1. A genetically engineered strain for synthesizing L-threonine by using ethanol, which is characterized by comprising a starting strain, an initial expression vector, a promoter, an exogenous gene and an endogenous gene;

the starting strain comprises escherichia coli;

the endogenous genes include thrA BC gene and rhtC gene.

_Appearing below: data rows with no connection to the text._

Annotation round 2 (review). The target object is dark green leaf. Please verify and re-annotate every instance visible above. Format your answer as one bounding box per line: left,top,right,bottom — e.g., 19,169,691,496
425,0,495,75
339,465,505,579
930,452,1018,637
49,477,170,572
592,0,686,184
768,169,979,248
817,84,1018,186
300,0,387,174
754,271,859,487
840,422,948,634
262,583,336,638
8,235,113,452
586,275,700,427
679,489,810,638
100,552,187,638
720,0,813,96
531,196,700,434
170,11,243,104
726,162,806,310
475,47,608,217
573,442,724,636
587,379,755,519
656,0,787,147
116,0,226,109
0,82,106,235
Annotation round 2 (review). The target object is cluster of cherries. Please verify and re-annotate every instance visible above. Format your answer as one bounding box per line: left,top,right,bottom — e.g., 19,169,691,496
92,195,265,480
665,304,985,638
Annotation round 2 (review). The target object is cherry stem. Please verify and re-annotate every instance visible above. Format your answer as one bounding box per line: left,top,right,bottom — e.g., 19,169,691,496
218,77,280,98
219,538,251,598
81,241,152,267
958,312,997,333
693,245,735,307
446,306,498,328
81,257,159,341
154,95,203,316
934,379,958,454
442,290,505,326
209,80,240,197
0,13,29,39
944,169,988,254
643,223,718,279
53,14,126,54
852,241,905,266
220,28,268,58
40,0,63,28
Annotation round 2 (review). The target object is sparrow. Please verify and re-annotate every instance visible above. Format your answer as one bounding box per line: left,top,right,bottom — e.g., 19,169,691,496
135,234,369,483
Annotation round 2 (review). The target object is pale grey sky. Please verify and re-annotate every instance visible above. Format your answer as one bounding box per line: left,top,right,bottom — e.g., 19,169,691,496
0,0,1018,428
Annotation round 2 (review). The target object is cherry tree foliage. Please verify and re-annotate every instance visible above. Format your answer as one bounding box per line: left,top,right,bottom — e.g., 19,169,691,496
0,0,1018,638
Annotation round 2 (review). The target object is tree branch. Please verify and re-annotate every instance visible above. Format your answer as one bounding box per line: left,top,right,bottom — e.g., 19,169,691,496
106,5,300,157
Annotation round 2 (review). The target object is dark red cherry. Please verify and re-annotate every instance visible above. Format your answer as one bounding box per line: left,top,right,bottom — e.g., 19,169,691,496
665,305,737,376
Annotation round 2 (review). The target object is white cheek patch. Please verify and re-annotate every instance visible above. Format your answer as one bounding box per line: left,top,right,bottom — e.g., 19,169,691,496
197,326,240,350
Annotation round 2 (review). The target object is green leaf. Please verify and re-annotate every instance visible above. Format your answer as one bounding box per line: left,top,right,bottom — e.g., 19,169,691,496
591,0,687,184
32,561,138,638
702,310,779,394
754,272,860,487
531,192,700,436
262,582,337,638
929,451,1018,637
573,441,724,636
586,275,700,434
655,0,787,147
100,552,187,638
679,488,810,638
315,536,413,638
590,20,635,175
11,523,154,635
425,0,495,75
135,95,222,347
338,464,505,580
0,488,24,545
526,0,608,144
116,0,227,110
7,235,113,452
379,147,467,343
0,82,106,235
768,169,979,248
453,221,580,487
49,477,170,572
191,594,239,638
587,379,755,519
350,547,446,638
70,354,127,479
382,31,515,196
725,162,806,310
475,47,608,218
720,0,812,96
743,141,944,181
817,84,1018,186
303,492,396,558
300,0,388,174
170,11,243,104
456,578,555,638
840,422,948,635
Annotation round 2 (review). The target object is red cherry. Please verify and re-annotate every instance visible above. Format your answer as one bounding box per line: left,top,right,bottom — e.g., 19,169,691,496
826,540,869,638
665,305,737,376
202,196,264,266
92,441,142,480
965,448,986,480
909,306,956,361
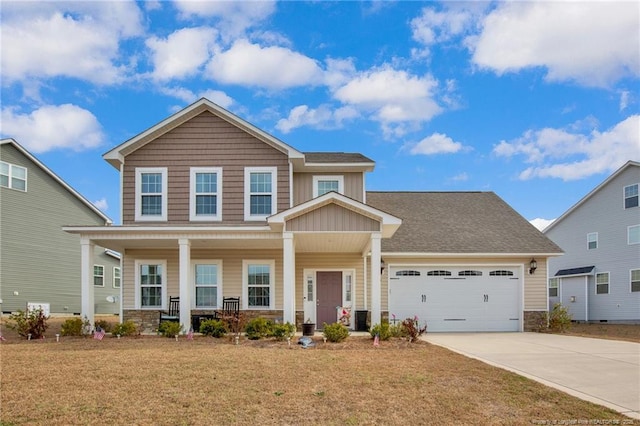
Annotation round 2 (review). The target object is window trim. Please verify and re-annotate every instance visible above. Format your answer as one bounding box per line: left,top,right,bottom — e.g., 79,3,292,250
313,175,344,198
244,167,278,222
242,259,276,311
0,161,29,192
135,259,167,311
189,167,222,222
93,264,104,287
135,167,169,222
191,259,224,310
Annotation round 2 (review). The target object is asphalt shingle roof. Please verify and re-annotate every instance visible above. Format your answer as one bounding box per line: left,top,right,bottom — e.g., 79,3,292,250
367,191,562,254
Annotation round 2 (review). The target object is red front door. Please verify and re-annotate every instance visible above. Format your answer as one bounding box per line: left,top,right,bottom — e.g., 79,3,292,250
316,271,342,328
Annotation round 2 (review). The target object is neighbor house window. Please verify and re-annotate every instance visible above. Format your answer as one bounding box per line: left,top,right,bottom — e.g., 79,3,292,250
136,167,167,221
244,167,278,220
596,272,609,294
136,260,167,309
630,269,640,293
549,278,560,297
189,167,222,221
313,176,344,198
113,266,121,288
193,261,222,308
624,183,638,209
93,265,104,287
627,225,640,245
242,260,275,309
0,161,27,192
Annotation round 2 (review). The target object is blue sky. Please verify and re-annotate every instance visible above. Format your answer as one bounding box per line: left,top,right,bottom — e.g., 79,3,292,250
0,1,640,225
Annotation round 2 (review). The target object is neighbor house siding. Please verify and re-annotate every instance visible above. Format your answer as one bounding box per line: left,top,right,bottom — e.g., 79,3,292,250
122,112,290,225
0,144,106,313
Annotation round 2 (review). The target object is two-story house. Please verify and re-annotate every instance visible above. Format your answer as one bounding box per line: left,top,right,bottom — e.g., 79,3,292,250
544,161,640,322
66,99,561,331
0,139,120,314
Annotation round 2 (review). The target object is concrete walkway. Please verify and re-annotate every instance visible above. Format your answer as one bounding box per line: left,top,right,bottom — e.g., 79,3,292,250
423,333,640,419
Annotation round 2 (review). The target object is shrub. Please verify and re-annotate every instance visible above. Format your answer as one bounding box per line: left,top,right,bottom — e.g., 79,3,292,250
111,320,139,336
199,319,229,338
272,322,296,340
7,309,49,339
322,322,349,343
244,318,273,340
158,321,182,337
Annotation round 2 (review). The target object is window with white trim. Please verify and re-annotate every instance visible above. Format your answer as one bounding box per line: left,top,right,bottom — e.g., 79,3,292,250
313,175,344,198
193,261,222,309
627,225,640,245
189,167,222,221
242,260,275,309
629,269,640,293
244,167,278,220
596,272,609,294
93,265,104,287
136,260,167,309
136,167,167,221
113,266,122,288
0,161,27,192
624,183,638,209
549,278,560,297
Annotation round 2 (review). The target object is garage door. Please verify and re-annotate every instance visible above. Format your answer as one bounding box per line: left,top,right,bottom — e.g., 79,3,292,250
389,266,522,332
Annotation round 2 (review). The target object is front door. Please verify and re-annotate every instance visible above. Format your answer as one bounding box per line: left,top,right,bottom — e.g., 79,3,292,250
316,271,342,328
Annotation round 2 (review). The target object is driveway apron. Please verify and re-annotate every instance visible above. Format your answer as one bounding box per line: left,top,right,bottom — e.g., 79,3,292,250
423,333,640,419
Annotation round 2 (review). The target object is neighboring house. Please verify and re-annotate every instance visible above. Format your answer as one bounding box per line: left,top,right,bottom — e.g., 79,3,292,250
0,139,120,314
544,161,640,322
66,99,561,331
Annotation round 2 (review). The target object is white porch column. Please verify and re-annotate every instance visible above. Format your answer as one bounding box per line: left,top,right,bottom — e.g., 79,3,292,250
282,232,296,324
371,233,382,326
80,237,95,326
178,238,191,331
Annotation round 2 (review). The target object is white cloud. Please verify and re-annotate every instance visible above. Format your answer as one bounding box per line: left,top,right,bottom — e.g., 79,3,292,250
0,104,104,153
468,2,640,86
529,217,555,231
493,115,640,181
409,133,464,155
146,27,217,80
207,39,323,90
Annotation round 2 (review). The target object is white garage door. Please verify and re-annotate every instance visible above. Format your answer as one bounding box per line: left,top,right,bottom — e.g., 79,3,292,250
389,266,522,332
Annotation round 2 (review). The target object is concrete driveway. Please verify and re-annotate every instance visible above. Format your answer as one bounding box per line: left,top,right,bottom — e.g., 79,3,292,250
423,333,640,419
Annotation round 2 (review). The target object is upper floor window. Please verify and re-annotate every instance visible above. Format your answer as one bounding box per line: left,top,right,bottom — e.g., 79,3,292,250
136,167,167,221
313,176,344,198
624,183,638,209
0,161,27,192
244,167,278,220
189,167,222,221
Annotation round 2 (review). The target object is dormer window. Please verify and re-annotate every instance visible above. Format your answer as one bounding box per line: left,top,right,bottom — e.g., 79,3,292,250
313,176,344,198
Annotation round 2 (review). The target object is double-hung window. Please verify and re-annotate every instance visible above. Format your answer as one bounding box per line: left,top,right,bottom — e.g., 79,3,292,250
313,175,344,198
0,161,27,192
136,167,167,221
242,260,275,309
244,167,278,220
189,167,222,221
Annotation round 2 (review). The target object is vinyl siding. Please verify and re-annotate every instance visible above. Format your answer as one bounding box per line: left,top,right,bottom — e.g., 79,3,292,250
0,144,107,313
122,112,290,225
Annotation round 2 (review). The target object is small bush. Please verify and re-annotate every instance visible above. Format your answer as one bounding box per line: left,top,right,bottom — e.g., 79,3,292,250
322,322,349,343
199,319,229,338
244,318,273,340
272,322,296,340
158,321,182,337
111,320,139,336
7,309,49,339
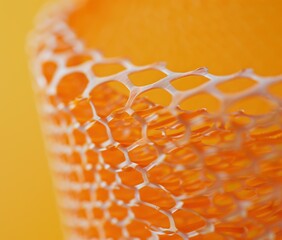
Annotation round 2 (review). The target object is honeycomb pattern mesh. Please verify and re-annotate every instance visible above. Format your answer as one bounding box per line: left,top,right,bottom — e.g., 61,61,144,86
30,2,282,240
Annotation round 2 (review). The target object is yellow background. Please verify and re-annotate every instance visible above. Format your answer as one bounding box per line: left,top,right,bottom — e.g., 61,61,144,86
0,0,62,240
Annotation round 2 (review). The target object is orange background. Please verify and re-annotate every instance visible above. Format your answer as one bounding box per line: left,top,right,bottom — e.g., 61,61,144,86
0,0,62,240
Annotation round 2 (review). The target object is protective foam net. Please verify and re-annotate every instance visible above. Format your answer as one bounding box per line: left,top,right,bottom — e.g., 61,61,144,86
31,2,282,240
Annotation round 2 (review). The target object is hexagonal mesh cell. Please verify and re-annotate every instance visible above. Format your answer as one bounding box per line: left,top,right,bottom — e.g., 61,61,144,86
31,1,282,240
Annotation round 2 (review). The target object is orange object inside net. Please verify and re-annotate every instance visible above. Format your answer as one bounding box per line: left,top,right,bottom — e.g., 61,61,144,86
29,0,282,240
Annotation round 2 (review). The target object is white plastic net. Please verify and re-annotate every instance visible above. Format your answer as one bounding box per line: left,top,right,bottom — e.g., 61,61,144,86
28,1,282,240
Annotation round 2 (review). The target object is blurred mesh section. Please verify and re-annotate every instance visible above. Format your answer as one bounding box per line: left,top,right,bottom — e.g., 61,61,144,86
30,2,282,240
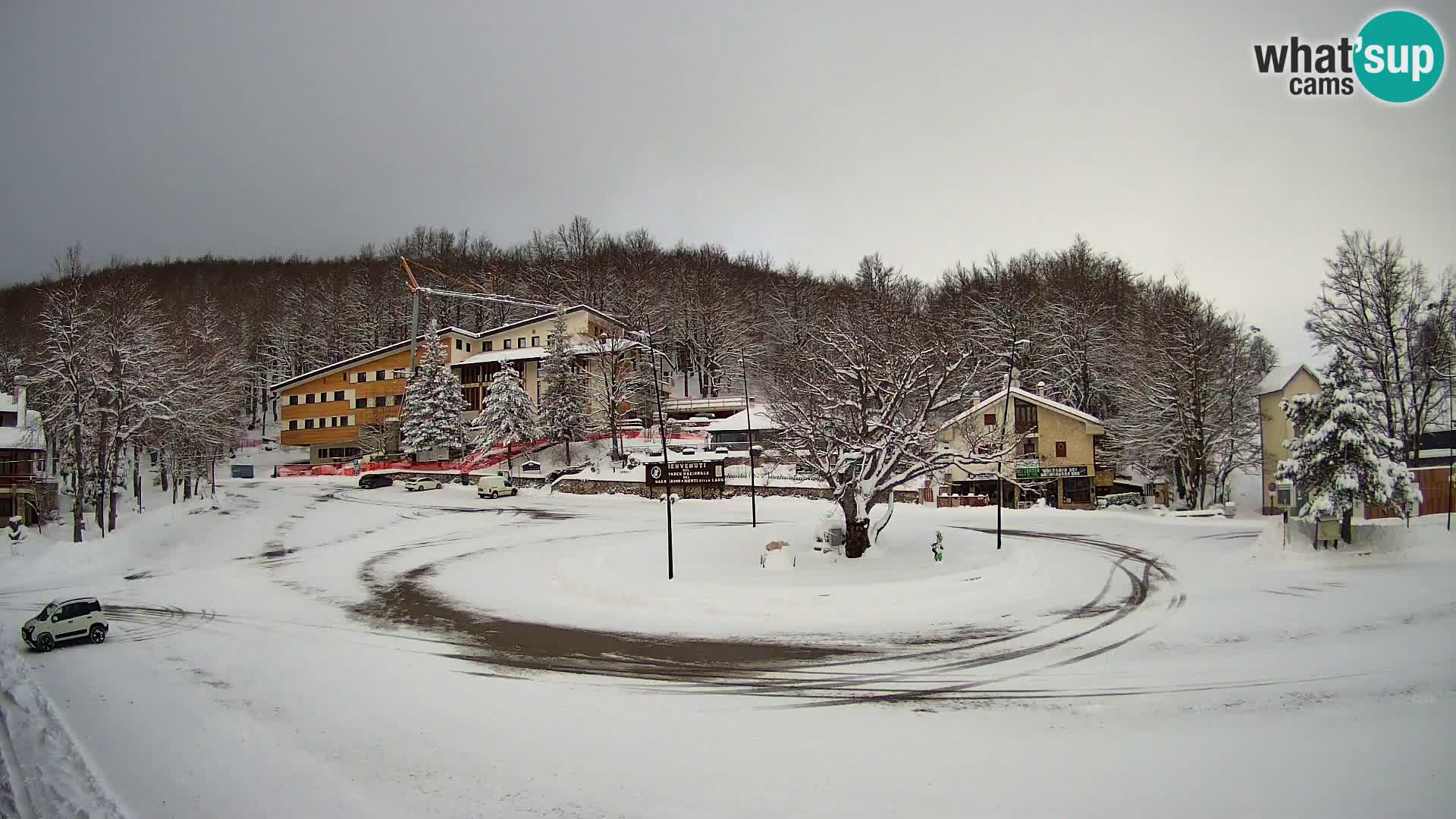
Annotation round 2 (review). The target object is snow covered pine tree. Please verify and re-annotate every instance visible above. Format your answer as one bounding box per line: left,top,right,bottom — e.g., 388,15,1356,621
540,309,587,465
399,321,464,452
475,364,537,471
1277,348,1421,535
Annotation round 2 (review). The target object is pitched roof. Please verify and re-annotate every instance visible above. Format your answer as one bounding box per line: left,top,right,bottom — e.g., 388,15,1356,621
703,403,779,433
268,325,482,392
956,386,1102,427
481,305,628,337
1257,362,1320,395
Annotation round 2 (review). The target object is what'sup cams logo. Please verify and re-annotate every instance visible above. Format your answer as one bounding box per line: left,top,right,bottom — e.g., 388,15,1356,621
1254,11,1446,103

2. The genetically engineered strain for the synthesis of L-threonine using ethanol of claim 1, wherein said initial expression vector comprises prssfduet-1 and/or pACYC184.

3. The genetically engineered strain for the synthesis of L-threonine using ethanol of claim 2, wherein when said initial expression vector is prsfpdue-1, said promoter comprises Ptrc-tho, the nucleotide sequence of said Ptrc-tho is shown in SEQ ID No. 1;

4. The genetically engineered strain for the synthesis of L-threonine using ethanol of claim 1, wherein the NCBI of the alcohol dehydrogenase gene has accession No. genbank:wp_012885841;

the nucleotide sequence of the thrA BC gene is shown as SEQ ID No. 3;

the nucleotide sequence of the rhtC gene is shown as SEQ ID No. 4.

5. The method for constructing a genetically engineered strain according to any one of claims 1 to 4, comprising the steps of:

6. The method of constructing a genetically engineered strain according to claim 5, wherein step 2) the recombinant overexpression vector is transferred into competent cells of the starting strain;

preferably, step 2) further comprises the step of screening with antibiotics after transferring the recombinant overexpression vector into the starting strain.

7. The use of the genetically engineered strain according to any one of claims 1 to 4 for the synthesis of L-threonine and its derivatives using ethanol.

8. A method for synthesizing L-threonine by using ethanol, comprising the following steps:

inoculating the genetically engineered strain of any one of claims 1-4 into a culture medium for biological fermentation to obtain the L-threonine.

9. The method for synthesizing L-threonine of claim 8, wherein the genetic engineering strain is inoculated in an amount of 0.2 to 30OD ₆₀₀ ；

10. The method for synthesizing L-threonine using ethanol according to claim 8, wherein the medium comprises ethanol;

the initial addition amount of the ethanol is 5-20 g/L;

preferably, the initial addition amount of the ethanol is 8-12 g/L;

preferably, the biological fermentation is performed under aerobic conditions;

preferably, the temperature of the biological fermentation is 27-45 ℃;

preferably, the temperature of the biological fermentation is 30-37 ℃;

preferably, the time of the biological fermentation is not less than 24 hours;

preferably, the pH of the culture medium is controlled to be 6-7.5 in the biological fermentation process.